Unlike earlier industrial processes, digital technology enables far greater measurement of environments, processes, and remediation. That means we can analyze more complex systems, and see impacts as they happen, in system-wide views. The larger amounts of software, even in areas like manufacturing and transport, means that systems are more flexible too, adjusting to changing conditions. 

I recently joined Google Cloud because I believe the Digital Era can remediate the unintended consequences of the Industrial Era. Cloud computing focuses the sensors, analytics, and software engineering of the Digital Era in the most efficient manner possible. We can optimize existing systems, and enable large system changes that extend to everything from product life extension to energy system flexibility and smarter distribution, along with sourcing and manufacturing that is fairer to populations in many parts of the world. 

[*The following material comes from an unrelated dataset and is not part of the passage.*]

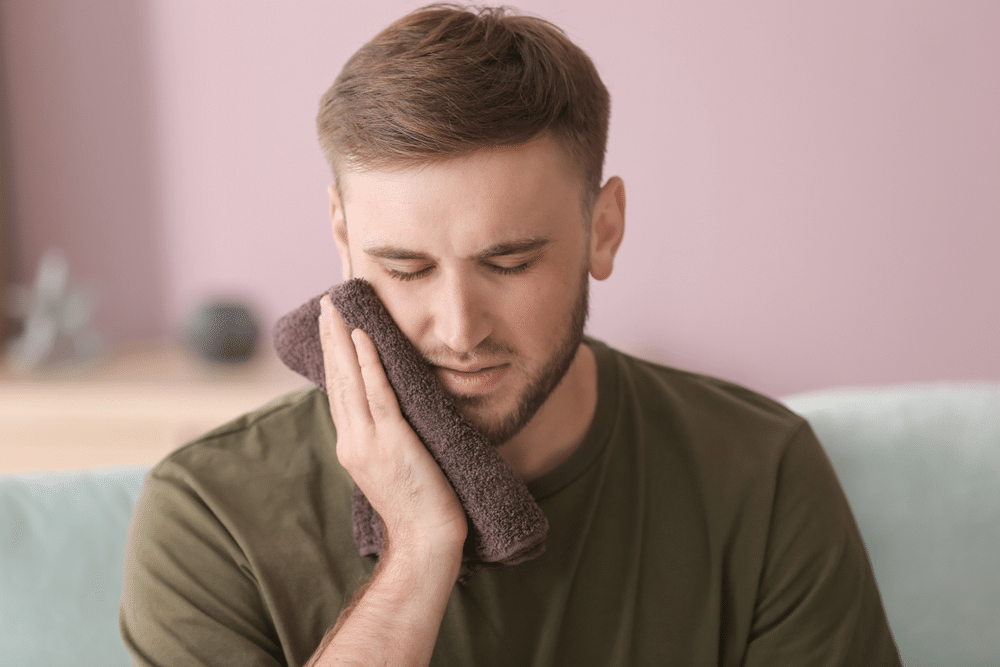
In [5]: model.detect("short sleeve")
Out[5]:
[743,424,901,667]
[119,464,286,667]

Google Cloud operates both the cleanest cloud in the industry today, and is offering new products, services, and research to make even more dramatic improvements ahead. At the highest level, Google’s 24/7 carbon-free energy goal by 2030 is working towards a dramatic reconfiguration of the global energy grid so we and others can run entirely on carbon-free sources less than eight years from now. Every utility and partner that joins us, and every company using Google Cloud, adds strength to this global mission.

There are a number of related issues that will involve greater use of cloud-based sensors, computer-driven climate models, Machine Learning, and AI. This might be the worsening duration and severity of wildfires because of climate change, an issue we've been addressing with AI to better track and predict fire. There are challenges to biodiversity and environmental integrity, something we've worked on with Unilever and both governmental and nongovernmental organizations. At an individual level, we're building tools in search and software development that help companies grow their business with the lowest environmental impact.   

It’s a combination of macro solutions, and micro behaviors. There are existing systems to improve, and entirely new things to envision and build. No single entity has all the answers, just as no single effect brought us to this crisis. Rather, it is a systemic view of the world, and a desire to act in more positive ways, that can help us move faster into healing. This is a transformation agenda, and Google Cloud brings the scale, reach and data that helps customers transform. Ultimately, the sustainable option becomes the better option.